2) oxygen – patients under anesthesia may be receiving 100% oxygen, providing an extremely oxygen-rich environment for fires.
3) fuel – the disposable synthetic fabrics primarily used now are more flammable than cloth drapes.
Since all three of these causes are required for a fire, removing any one of the causes will prevent a fire. However, in an operating room environment it’s not practical to remove any one of these causes, so instead we can work on reducing the risk by mitigating the effect of each of these causes. To reduce the risk from the heat source, surgeons are warned to leave electrical tools in standby mode, or turned off, whenever they are not in use.

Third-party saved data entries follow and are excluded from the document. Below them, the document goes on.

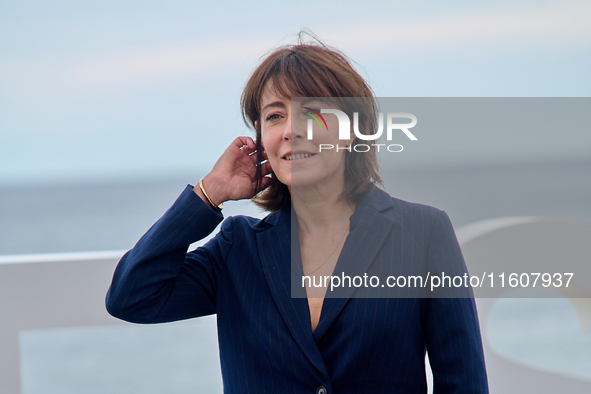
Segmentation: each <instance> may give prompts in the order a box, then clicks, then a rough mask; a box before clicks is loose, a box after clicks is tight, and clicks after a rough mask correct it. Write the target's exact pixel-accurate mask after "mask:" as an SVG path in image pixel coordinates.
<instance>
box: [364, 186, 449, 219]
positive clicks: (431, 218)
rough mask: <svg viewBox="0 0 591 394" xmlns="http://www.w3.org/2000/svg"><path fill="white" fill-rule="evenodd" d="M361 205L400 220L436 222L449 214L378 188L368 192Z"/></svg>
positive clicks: (375, 186)
mask: <svg viewBox="0 0 591 394" xmlns="http://www.w3.org/2000/svg"><path fill="white" fill-rule="evenodd" d="M360 203H362V204H367V205H369V206H372V207H373V208H375V209H377V210H378V211H381V212H382V213H384V214H386V215H388V216H391V217H392V218H393V219H399V220H402V219H410V218H422V219H423V220H428V221H435V220H437V219H438V218H439V217H441V216H444V217H447V214H446V213H445V212H444V211H442V210H441V209H438V208H435V207H433V206H430V205H426V204H421V203H416V202H411V201H406V200H402V199H400V198H396V197H392V196H391V195H390V194H389V193H388V192H386V191H385V190H382V189H380V188H378V187H376V186H374V187H373V188H371V189H370V190H368V192H367V193H366V194H365V195H364V197H362V199H361V200H360Z"/></svg>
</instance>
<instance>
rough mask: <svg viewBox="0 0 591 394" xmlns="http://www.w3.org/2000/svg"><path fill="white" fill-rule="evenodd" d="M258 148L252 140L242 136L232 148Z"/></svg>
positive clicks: (251, 139)
mask: <svg viewBox="0 0 591 394" xmlns="http://www.w3.org/2000/svg"><path fill="white" fill-rule="evenodd" d="M249 145H250V146H256V145H255V144H254V142H253V140H252V138H250V137H247V136H243V135H242V136H240V137H237V138H236V139H235V140H234V141H233V142H232V146H237V147H238V148H240V149H242V148H243V147H244V146H249Z"/></svg>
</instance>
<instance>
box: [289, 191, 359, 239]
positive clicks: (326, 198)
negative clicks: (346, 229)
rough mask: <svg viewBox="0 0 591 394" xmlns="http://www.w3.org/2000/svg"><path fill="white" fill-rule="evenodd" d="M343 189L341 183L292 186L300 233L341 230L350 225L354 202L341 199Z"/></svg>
mask: <svg viewBox="0 0 591 394" xmlns="http://www.w3.org/2000/svg"><path fill="white" fill-rule="evenodd" d="M331 186H334V185H331ZM342 192H343V188H342V187H319V186H318V185H314V186H310V187H297V188H294V189H292V188H290V193H291V200H292V203H293V209H294V211H295V213H296V215H297V218H298V227H299V232H300V234H301V235H313V236H316V235H318V236H325V235H327V233H336V232H338V233H341V232H342V231H343V229H344V228H346V227H348V226H349V218H350V217H351V215H352V214H353V212H354V211H355V204H354V203H351V202H349V201H346V200H344V199H342V198H341V194H342Z"/></svg>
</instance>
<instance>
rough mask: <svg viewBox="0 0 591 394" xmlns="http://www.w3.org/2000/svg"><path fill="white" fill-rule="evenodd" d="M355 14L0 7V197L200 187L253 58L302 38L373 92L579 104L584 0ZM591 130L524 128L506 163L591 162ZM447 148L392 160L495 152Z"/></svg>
mask: <svg viewBox="0 0 591 394" xmlns="http://www.w3.org/2000/svg"><path fill="white" fill-rule="evenodd" d="M360 4H361V3H360V2H359V1H329V2H317V1H313V2H308V1H300V2H288V3H278V2H276V1H273V2H272V1H263V2H256V3H251V2H238V1H236V2H217V3H213V2H206V3H203V2H195V1H167V2H156V1H131V0H128V1H108V0H101V1H84V2H79V1H52V2H46V1H19V2H10V3H8V2H6V1H2V2H0V186H1V185H7V184H15V183H24V184H27V183H36V182H64V181H65V182H68V181H72V182H76V181H79V180H86V181H88V180H90V181H92V180H110V179H120V178H134V177H141V178H147V177H151V176H158V177H162V176H169V175H175V174H188V173H192V172H195V173H196V175H195V176H194V179H199V177H200V176H202V175H203V171H206V170H207V169H209V168H210V167H211V165H212V164H213V162H214V161H215V160H216V158H217V157H218V156H219V154H220V153H221V152H222V151H223V150H224V149H225V147H226V146H227V144H229V143H230V142H231V141H232V140H233V139H234V138H235V137H236V136H238V135H244V134H249V133H250V132H249V130H247V129H246V128H245V126H244V125H243V124H242V122H241V118H240V114H239V97H240V94H241V91H242V88H243V86H244V82H245V80H246V79H247V78H248V76H249V74H250V73H251V72H252V70H253V69H254V68H255V67H256V65H257V63H258V61H259V60H260V58H261V56H263V55H264V54H265V53H267V52H268V51H269V50H270V49H272V48H274V47H276V46H278V45H280V44H284V43H291V42H294V38H295V34H296V33H297V32H298V31H299V30H300V29H301V28H302V27H307V28H309V29H311V30H312V31H313V32H314V33H316V34H317V35H318V36H319V37H320V38H321V39H323V40H325V42H326V43H328V44H329V45H333V46H335V47H337V48H338V49H341V50H343V51H344V52H345V53H346V54H348V55H349V56H350V57H351V58H352V59H353V60H354V61H355V62H356V67H357V68H358V70H359V71H360V72H361V74H362V75H364V76H365V77H366V78H367V79H368V81H369V83H370V84H371V85H372V87H373V89H374V90H375V92H376V94H377V95H378V96H382V97H587V96H589V95H590V94H589V93H590V91H591V81H590V79H591V78H590V76H589V70H591V24H590V23H589V22H588V21H589V18H590V17H591V3H590V2H588V1H571V0H567V1H524V0H517V1H515V0H512V1H497V2H495V3H494V4H492V3H491V2H473V1H454V2H451V3H450V2H445V4H443V3H442V2H435V1H433V2H418V3H417V2H401V1H390V2H383V1H375V2H372V1H369V2H365V3H364V4H363V5H360ZM556 116H560V114H557V115H556ZM587 119H588V118H587ZM583 123H584V122H583ZM586 125H587V126H588V125H589V123H586ZM588 130H589V129H588V127H586V128H581V129H580V130H574V131H565V130H559V131H557V132H558V133H564V135H566V133H570V134H569V138H567V139H566V140H568V141H566V140H565V139H564V138H558V139H557V140H559V141H560V142H559V143H557V140H553V139H551V138H546V139H541V138H536V133H535V130H529V131H528V130H524V131H523V132H524V133H528V132H529V133H531V137H530V136H529V134H528V135H526V134H524V135H522V136H520V137H521V138H518V139H516V140H515V141H513V142H512V144H513V145H512V148H511V149H510V151H509V153H507V154H506V155H505V156H504V159H505V160H527V159H528V158H531V159H532V160H533V159H539V158H540V157H539V156H536V152H540V149H541V150H542V151H545V152H552V154H551V157H550V159H555V160H561V159H567V158H572V157H573V155H574V156H576V157H585V156H590V155H591V135H590V134H591V133H590V132H588ZM573 135H574V136H575V137H576V138H573ZM428 138H429V136H428V135H423V136H422V139H423V140H425V139H428ZM483 138H485V136H484V135H483ZM485 140H486V139H484V140H483V141H485ZM448 141H450V142H449V143H450V146H451V145H453V146H456V147H458V149H456V151H453V150H451V151H448V152H445V151H443V150H442V151H441V152H438V153H437V152H436V153H435V154H434V151H433V150H425V151H421V150H420V149H418V148H417V149H415V150H413V152H412V155H410V154H409V155H407V156H405V157H404V159H405V160H408V162H409V163H415V164H416V165H422V166H430V165H437V166H439V165H442V164H446V163H457V162H458V161H459V162H465V163H468V164H469V163H473V162H475V161H476V162H477V161H480V160H483V161H487V160H489V161H490V160H494V158H495V157H497V155H498V151H495V149H489V148H487V147H486V145H487V144H479V148H478V149H480V150H479V151H477V152H476V153H475V151H474V149H472V148H474V146H473V145H470V144H474V142H473V140H467V141H466V139H462V138H460V137H459V136H458V137H454V136H450V138H449V139H448ZM462 141H463V142H462ZM462 143H464V144H468V145H465V146H462V145H461V144H462ZM417 146H418V145H417ZM425 146H427V144H425ZM464 152H465V154H464ZM573 152H574V153H573Z"/></svg>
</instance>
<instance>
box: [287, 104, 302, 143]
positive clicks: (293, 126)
mask: <svg viewBox="0 0 591 394" xmlns="http://www.w3.org/2000/svg"><path fill="white" fill-rule="evenodd" d="M295 112H296V114H297V111H295ZM285 123H286V124H285V130H284V131H283V139H284V140H286V141H291V140H292V139H301V138H304V137H305V135H306V120H305V119H303V118H302V117H301V116H295V115H294V112H293V111H292V112H291V113H290V114H289V115H288V117H287V122H285Z"/></svg>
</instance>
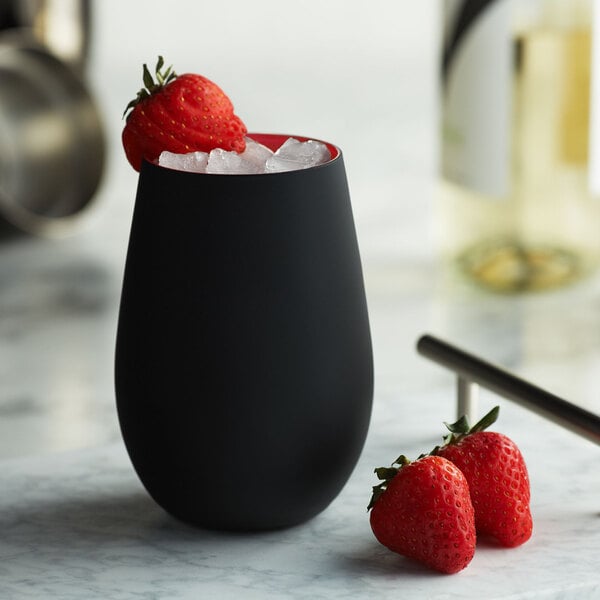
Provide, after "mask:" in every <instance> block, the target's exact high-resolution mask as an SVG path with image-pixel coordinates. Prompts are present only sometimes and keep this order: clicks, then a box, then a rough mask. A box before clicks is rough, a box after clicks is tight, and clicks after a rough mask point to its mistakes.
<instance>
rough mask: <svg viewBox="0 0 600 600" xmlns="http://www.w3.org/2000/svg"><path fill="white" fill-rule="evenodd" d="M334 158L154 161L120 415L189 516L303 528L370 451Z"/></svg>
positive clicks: (363, 328) (147, 178) (164, 480)
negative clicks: (218, 160)
mask: <svg viewBox="0 0 600 600" xmlns="http://www.w3.org/2000/svg"><path fill="white" fill-rule="evenodd" d="M252 137H253V138H254V139H256V140H257V141H259V142H261V143H263V144H265V145H267V146H270V147H272V148H275V147H277V146H278V145H279V144H281V143H282V142H283V141H284V140H285V139H286V138H287V136H279V135H267V134H263V135H258V134H255V135H253V136H252ZM299 139H303V138H299ZM329 148H330V151H331V153H332V159H331V160H330V161H329V162H327V163H325V164H323V165H319V166H317V167H311V168H308V169H304V170H299V171H290V172H285V173H269V174H260V175H211V174H197V173H185V172H179V171H174V170H170V169H166V168H162V167H159V166H156V165H154V164H150V163H148V162H146V163H144V165H143V166H142V170H141V173H140V178H139V184H138V191H137V198H136V204H135V210H134V215H133V223H132V228H131V236H130V240H129V249H128V254H127V261H126V266H125V276H124V282H123V291H122V298H121V308H120V315H119V325H118V332H117V346H116V396H117V408H118V414H119V420H120V425H121V430H122V434H123V438H124V441H125V445H126V447H127V450H128V452H129V456H130V458H131V461H132V463H133V465H134V468H135V469H136V471H137V474H138V476H139V478H140V479H141V481H142V483H143V484H144V486H145V487H146V489H147V490H148V492H149V494H150V495H151V496H152V497H153V498H154V500H155V501H156V502H157V503H158V504H159V505H161V506H162V507H163V508H164V509H165V510H166V511H168V512H169V513H171V514H172V515H173V516H175V517H177V518H179V519H181V520H184V521H187V522H189V523H193V524H196V525H199V526H202V527H207V528H215V529H229V530H261V529H274V528H280V527H288V526H292V525H296V524H298V523H301V522H303V521H306V520H308V519H309V518H311V517H313V516H315V515H316V514H318V513H319V512H320V511H322V510H323V509H324V508H326V507H327V506H328V505H329V504H330V502H331V501H332V500H333V499H334V498H335V497H336V496H337V494H338V493H339V492H340V491H341V489H342V488H343V486H344V485H345V483H346V481H347V479H348V478H349V476H350V474H351V472H352V470H353V469H354V467H355V465H356V462H357V460H358V457H359V455H360V453H361V450H362V447H363V444H364V441H365V438H366V435H367V430H368V426H369V420H370V415H371V404H372V397H373V360H372V350H371V337H370V331H369V322H368V315H367V306H366V300H365V292H364V285H363V278H362V269H361V263H360V257H359V251H358V245H357V240H356V234H355V229H354V222H353V217H352V211H351V206H350V198H349V193H348V186H347V183H346V174H345V170H344V163H343V159H342V154H341V152H340V150H339V149H338V148H336V147H335V146H332V145H329Z"/></svg>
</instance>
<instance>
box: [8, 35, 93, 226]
mask: <svg viewBox="0 0 600 600" xmlns="http://www.w3.org/2000/svg"><path fill="white" fill-rule="evenodd" d="M104 159H105V139H104V133H103V127H102V123H101V119H100V115H99V113H98V110H97V109H96V106H95V104H94V102H93V100H92V98H91V96H90V94H89V93H88V91H87V89H86V87H85V84H84V83H83V81H82V80H81V79H80V77H79V75H78V74H77V73H76V72H75V70H74V69H73V68H71V67H69V66H68V65H67V64H65V63H64V62H63V61H61V60H59V59H58V58H57V57H56V56H55V55H54V54H52V53H51V52H50V51H49V50H48V49H47V48H45V47H44V46H42V45H41V44H39V42H37V41H35V38H34V37H33V35H31V34H30V33H28V32H27V31H24V30H11V31H6V32H4V33H2V34H1V35H0V218H2V219H4V220H5V221H7V222H8V223H11V224H12V225H13V226H16V227H17V228H18V229H20V230H24V231H27V232H30V233H35V234H40V235H54V234H60V233H62V232H63V231H65V230H67V229H68V228H70V227H71V226H72V224H73V222H74V221H75V220H76V219H77V218H78V217H79V216H80V214H81V212H82V210H83V209H84V208H85V207H86V206H87V205H88V204H89V203H90V201H91V199H92V197H93V196H94V193H95V191H96V189H97V187H98V185H99V183H100V179H101V175H102V171H103V166H104Z"/></svg>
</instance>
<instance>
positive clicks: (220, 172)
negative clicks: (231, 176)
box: [206, 148, 264, 175]
mask: <svg viewBox="0 0 600 600" xmlns="http://www.w3.org/2000/svg"><path fill="white" fill-rule="evenodd" d="M206 172H207V173H221V174H228V175H243V174H252V173H263V172H264V165H263V164H262V163H260V164H259V163H257V162H255V161H254V162H253V161H252V160H247V159H246V158H245V157H244V154H239V153H238V152H233V151H232V152H228V151H227V150H223V149H222V148H215V149H214V150H211V152H210V154H209V155H208V164H207V166H206Z"/></svg>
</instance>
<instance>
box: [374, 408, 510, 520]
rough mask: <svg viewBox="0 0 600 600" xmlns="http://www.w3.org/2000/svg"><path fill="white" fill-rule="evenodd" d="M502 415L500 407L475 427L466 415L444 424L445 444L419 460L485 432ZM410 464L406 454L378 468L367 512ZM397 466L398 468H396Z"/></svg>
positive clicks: (496, 409) (481, 419)
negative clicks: (440, 450)
mask: <svg viewBox="0 0 600 600" xmlns="http://www.w3.org/2000/svg"><path fill="white" fill-rule="evenodd" d="M499 413H500V407H499V406H495V407H494V408H492V410H490V412H489V413H487V414H486V415H485V416H484V417H483V418H481V419H480V420H479V421H477V423H475V425H473V427H471V426H470V424H469V419H468V418H467V416H466V415H463V416H462V417H461V418H460V419H459V420H458V421H456V423H444V425H445V426H446V427H447V428H448V431H449V432H450V433H448V434H447V435H445V436H444V437H443V441H444V443H443V444H442V446H436V447H435V448H434V449H433V450H432V451H431V452H430V453H429V454H421V455H420V456H419V458H424V457H425V456H435V455H437V453H438V451H439V450H441V448H443V447H444V446H449V445H450V444H457V443H458V442H460V440H462V439H463V438H465V437H466V436H468V435H470V434H471V433H477V432H478V431H483V430H484V429H487V428H488V427H489V426H490V425H492V424H493V423H495V422H496V419H497V418H498V414H499ZM408 464H410V460H409V459H408V458H406V456H404V454H402V455H400V456H399V457H398V458H397V459H396V460H395V461H394V462H393V463H392V465H391V466H390V467H377V468H376V469H375V474H376V475H377V479H379V480H380V481H381V483H379V484H378V485H374V486H373V493H372V495H371V500H370V501H369V505H368V506H367V511H369V510H371V508H373V506H374V505H375V503H376V502H377V500H378V499H379V497H380V496H381V494H383V492H385V490H386V489H387V486H388V484H389V483H390V481H391V480H392V479H393V478H394V477H395V476H396V475H397V474H398V471H400V469H401V468H402V467H404V466H406V465H408ZM396 465H397V466H396Z"/></svg>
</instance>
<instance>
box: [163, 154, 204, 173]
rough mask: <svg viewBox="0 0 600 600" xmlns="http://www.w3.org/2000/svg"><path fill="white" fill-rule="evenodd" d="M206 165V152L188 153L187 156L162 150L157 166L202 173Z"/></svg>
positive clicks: (203, 170) (202, 172)
mask: <svg viewBox="0 0 600 600" xmlns="http://www.w3.org/2000/svg"><path fill="white" fill-rule="evenodd" d="M207 163H208V154H207V153H206V152H189V153H188V154H175V153H174V152H168V151H167V150H164V151H163V152H161V154H160V156H159V157H158V164H159V165H160V166H161V167H167V168H168V169H177V170H178V171H190V172H192V173H204V172H205V170H206V164H207Z"/></svg>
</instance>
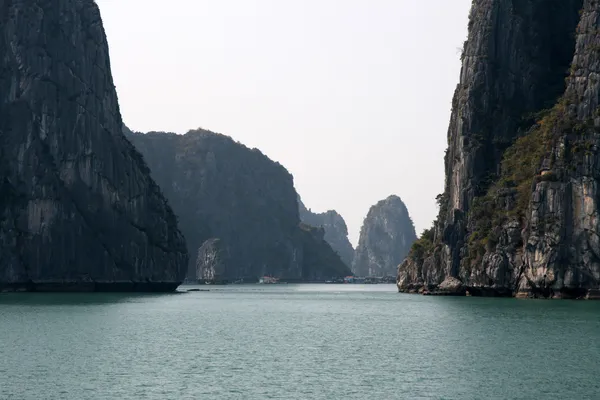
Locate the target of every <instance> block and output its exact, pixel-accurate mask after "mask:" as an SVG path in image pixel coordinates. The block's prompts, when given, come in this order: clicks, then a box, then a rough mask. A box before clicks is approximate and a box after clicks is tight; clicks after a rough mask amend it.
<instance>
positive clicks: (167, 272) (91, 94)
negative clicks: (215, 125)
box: [0, 0, 188, 291]
mask: <svg viewBox="0 0 600 400" xmlns="http://www.w3.org/2000/svg"><path fill="white" fill-rule="evenodd" d="M121 129H122V121H121V115H120V112H119V105H118V101H117V95H116V92H115V87H114V84H113V80H112V76H111V69H110V61H109V55H108V45H107V41H106V36H105V33H104V29H103V25H102V20H101V17H100V12H99V10H98V7H97V6H96V4H95V2H94V1H93V0H53V1H47V0H28V1H17V0H0V291H2V290H38V291H43V290H61V291H62V290H87V291H92V290H109V291H110V290H128V291H130V290H140V291H152V290H174V289H175V288H176V287H177V286H178V285H179V284H180V283H181V281H182V280H183V278H184V275H185V268H186V265H187V262H188V255H187V251H186V246H185V241H184V238H183V236H182V235H181V233H180V232H179V230H178V228H177V221H176V218H175V216H174V214H173V212H172V211H171V209H170V207H169V206H168V204H167V202H166V200H165V198H164V197H163V196H162V194H161V191H160V189H159V188H158V186H157V185H156V184H155V183H154V181H153V180H152V179H151V178H150V173H149V170H148V168H147V167H146V165H145V163H144V161H143V159H142V157H141V155H140V154H139V153H138V152H137V151H136V150H135V149H134V147H133V146H132V145H131V144H130V143H129V142H128V141H127V140H126V139H125V137H124V135H123V134H122V132H121Z"/></svg>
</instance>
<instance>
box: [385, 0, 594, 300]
mask: <svg viewBox="0 0 600 400" xmlns="http://www.w3.org/2000/svg"><path fill="white" fill-rule="evenodd" d="M469 19H470V20H469V35H468V40H467V41H466V43H465V46H464V50H463V54H462V60H463V66H462V72H461V75H460V83H459V85H458V88H457V89H456V93H455V96H454V100H453V111H452V117H451V120H450V128H449V132H448V145H449V147H448V151H447V154H446V158H445V164H446V184H445V190H444V193H443V194H442V195H440V196H439V198H438V200H439V203H440V212H439V215H438V218H437V220H436V221H435V224H434V226H433V228H432V229H431V230H430V231H427V232H426V233H425V234H424V235H423V237H421V239H420V240H419V241H418V242H417V243H416V244H415V245H414V246H413V248H412V250H411V254H410V256H409V258H408V259H407V260H406V261H405V262H404V263H403V264H402V265H401V266H400V268H399V270H398V280H397V283H398V288H399V290H400V291H407V292H415V291H428V292H430V293H439V294H465V293H467V292H468V293H469V294H471V295H490V296H518V297H554V298H599V297H600V290H599V289H600V218H599V217H600V216H599V212H598V211H599V210H598V203H599V200H600V185H599V180H600V154H599V149H600V69H599V65H600V2H598V1H596V0H585V1H583V0H520V1H506V0H476V1H474V2H473V5H472V9H471V13H470V18H469Z"/></svg>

To reduce the concentration of oxygen in the air, anesthetists may be asked to provide only as much oxygen as needed for the patient, and avoid creating places that oxygen may concentrate, such as under the drapes. More flame-resistant material is being considered for use in some operating rooms. Additionally, more and more operating room teams are providing training in preventing and extinguishing surgical fires, because although only an extremely small percentage of surgeries result in fire, the results can be catastrophic.